Yayınlanan bildiriye öncülük eden Gaziantep-Kilis Tabip Odası Başkanı Mehmet Yılmaz, “İşyeri hekimliği uzmanlığının şartlarını ve gelecek perspektiflerini konuşmak yerine yoksulluk sınırını zorlayan ücretlerimizi, emeklilikte bile çalışmak zorunda bırakılmamızı, bir işyerinden diğerine, hatta bir ilden diğerine işimize yetişmek için uğraşmamızı, yolda geçirdiğimiz süreleri çalışmadan saymayan bir kâr anlayışını, kiralanan diplomalarla emeğimizin çalınmasını konuşmak zorunda kalıyoruz. Bunun nedeni işçi sağlığını basit bir maliyet unsuru olarak gören ve alanı piyasalaştıran patronlar ve onların temsilcisi siyasi iktidardır” diyerek meslek hakları konusunda hayal kırıklıkları olduklarını anlattı.

‘DAVET BİLE ETMEDİLER’

Yılmaz, Ankara Ticaret Odası’na bağlı OSGB patronları ile Çalışma ve Sosyal Güvenlik Bakanlığı’nın OSGB’lerin geleceğini konuşacakları toplantının duyurusuna şahit olduklarını bu toplantıya Türk Tabipleri Birliği İşyeri Hekimleri Derneği başta olmak üzere meslek örgütleri ve sendikaların davet bile edilmediğini söyledi.

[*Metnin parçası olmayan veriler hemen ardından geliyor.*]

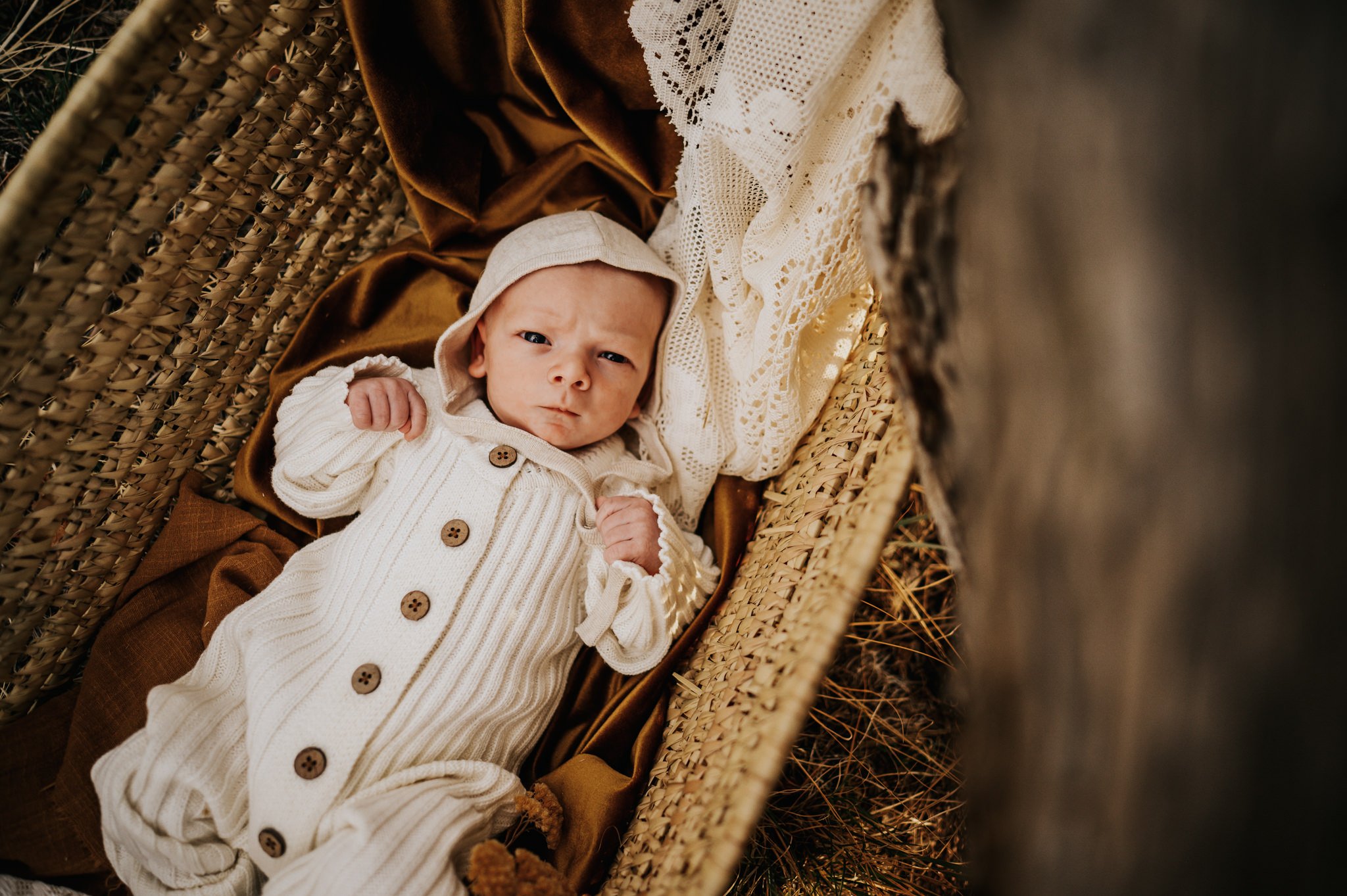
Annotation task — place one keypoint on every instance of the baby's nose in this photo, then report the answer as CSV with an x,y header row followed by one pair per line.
x,y
572,373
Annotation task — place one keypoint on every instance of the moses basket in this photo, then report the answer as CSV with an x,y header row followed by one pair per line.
x,y
216,168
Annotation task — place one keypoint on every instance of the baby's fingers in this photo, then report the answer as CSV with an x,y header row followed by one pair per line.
x,y
416,423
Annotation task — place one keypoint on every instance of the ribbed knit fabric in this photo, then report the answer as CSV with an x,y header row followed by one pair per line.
x,y
422,766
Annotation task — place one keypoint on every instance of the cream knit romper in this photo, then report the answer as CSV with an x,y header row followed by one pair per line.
x,y
357,726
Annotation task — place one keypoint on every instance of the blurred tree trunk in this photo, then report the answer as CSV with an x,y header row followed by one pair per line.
x,y
1119,319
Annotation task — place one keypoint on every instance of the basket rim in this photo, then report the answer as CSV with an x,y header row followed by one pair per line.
x,y
39,167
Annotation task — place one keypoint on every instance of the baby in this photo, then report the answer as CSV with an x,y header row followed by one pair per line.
x,y
358,724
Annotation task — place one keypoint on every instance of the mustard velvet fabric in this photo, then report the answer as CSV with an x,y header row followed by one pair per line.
x,y
497,114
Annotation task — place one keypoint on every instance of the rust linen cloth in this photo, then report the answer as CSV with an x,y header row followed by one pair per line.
x,y
208,560
497,114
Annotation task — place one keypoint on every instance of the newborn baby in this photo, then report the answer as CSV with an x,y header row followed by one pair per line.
x,y
358,724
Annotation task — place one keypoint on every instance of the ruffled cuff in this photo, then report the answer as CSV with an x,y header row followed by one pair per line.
x,y
631,615
324,463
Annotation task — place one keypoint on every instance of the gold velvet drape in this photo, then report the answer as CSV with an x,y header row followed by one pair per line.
x,y
497,113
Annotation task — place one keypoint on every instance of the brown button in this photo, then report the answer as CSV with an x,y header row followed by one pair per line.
x,y
272,843
310,763
454,533
415,605
366,678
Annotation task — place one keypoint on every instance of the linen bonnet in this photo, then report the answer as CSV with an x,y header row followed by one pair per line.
x,y
564,239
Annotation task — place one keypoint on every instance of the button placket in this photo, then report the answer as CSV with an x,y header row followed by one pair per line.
x,y
454,533
415,604
271,843
310,763
366,678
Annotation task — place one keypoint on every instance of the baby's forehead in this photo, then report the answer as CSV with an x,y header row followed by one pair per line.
x,y
576,288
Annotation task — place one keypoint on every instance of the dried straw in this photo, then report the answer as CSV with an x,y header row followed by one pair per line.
x,y
869,801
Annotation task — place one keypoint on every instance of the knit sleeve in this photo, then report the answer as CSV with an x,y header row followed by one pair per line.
x,y
632,617
325,466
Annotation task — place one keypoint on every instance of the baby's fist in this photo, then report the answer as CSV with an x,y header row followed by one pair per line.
x,y
385,404
631,531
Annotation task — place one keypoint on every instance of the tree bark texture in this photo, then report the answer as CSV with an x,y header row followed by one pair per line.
x,y
1117,303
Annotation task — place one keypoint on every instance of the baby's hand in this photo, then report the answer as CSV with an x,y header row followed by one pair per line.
x,y
631,531
385,404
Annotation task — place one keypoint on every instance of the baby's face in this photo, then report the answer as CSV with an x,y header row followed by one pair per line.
x,y
566,350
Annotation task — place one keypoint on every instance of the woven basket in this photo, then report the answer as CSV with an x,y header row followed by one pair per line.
x,y
217,167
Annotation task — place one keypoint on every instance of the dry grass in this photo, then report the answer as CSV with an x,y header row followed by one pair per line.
x,y
869,801
45,45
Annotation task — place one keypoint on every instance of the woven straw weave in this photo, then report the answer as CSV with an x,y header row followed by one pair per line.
x,y
214,170
744,692
210,176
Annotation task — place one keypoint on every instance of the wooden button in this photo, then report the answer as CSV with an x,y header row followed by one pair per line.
x,y
415,604
272,843
366,678
310,763
454,533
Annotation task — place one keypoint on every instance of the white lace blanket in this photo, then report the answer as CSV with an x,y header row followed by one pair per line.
x,y
779,104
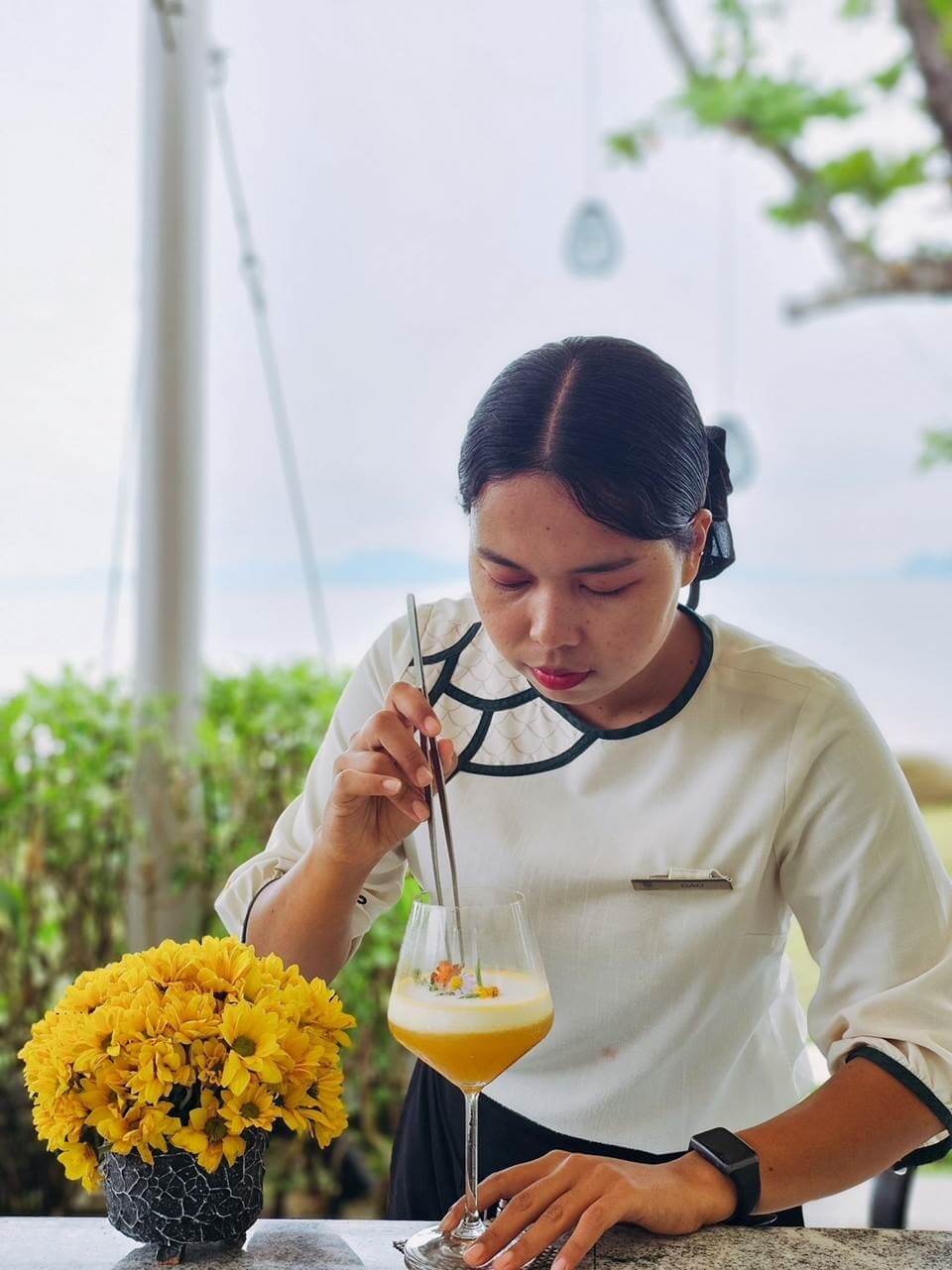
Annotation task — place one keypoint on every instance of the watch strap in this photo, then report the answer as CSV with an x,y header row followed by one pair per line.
x,y
741,1165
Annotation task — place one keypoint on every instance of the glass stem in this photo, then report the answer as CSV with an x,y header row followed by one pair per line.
x,y
472,1224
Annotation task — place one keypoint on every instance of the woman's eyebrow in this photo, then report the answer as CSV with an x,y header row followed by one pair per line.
x,y
600,566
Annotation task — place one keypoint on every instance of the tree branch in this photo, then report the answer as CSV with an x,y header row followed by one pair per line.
x,y
932,59
916,276
865,275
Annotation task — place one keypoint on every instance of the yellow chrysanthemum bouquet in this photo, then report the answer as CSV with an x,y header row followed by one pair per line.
x,y
185,1045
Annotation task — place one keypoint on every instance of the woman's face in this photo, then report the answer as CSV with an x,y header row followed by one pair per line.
x,y
580,610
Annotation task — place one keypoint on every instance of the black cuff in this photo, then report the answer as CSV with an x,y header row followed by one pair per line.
x,y
921,1155
248,911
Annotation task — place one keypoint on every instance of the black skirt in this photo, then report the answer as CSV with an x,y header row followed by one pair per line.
x,y
427,1169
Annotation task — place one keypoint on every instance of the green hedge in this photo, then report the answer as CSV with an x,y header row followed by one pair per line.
x,y
66,758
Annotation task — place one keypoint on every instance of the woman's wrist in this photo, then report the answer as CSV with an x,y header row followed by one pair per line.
x,y
713,1192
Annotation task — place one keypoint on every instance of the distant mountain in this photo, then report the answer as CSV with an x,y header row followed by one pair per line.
x,y
928,566
380,568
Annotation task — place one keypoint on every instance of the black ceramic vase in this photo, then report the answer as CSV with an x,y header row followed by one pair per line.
x,y
175,1202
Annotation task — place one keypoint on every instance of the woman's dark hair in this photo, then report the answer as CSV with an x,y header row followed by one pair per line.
x,y
621,430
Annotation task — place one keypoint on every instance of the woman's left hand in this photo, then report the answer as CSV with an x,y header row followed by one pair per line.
x,y
591,1193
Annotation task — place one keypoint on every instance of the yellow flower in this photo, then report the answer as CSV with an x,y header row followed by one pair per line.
x,y
300,1054
258,1039
252,1034
162,1063
222,964
265,975
208,1058
80,1165
207,1135
254,1108
143,1129
188,1015
97,1036
172,962
325,1010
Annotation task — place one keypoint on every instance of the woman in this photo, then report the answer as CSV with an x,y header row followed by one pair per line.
x,y
598,733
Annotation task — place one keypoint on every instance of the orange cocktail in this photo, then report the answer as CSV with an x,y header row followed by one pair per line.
x,y
470,1036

Yılmaz, “Toplantıda işçi sağlığı ve iş güvenliği alanının başka meselesi yokmuş gibi en büyük sorun olarak işyeri hekimlerinin ücretlerini ve çalışan işçi sayısına göre hesaplanan çalışma sürelerinin uzunluğunu görmüşler. Her yıl iş cinayetlerine kurban verdiğimiz binlerce “can” ve onların aileleri; bir türlü tanınmayan, görülemeyen meslek hastalıkları umurlarında bile değil. Oysa ülkemiz, ölümlü iş kazalarında Avrupa’da birinci sırada yer almaktadır. Meslek hastalıklarını teşhis edemiyoruz. Çünkü etmek istemiyoruz. Maalesef işçi sağlığı hizmetleri temel bir insan hakkı, sosyal devletin olmazsa olmaz şartı ve işverenlerin mutlak sözleşme borcu olarak değil, basit bir maliyet unsuru olarak görülüyor” şeklinde konuştu.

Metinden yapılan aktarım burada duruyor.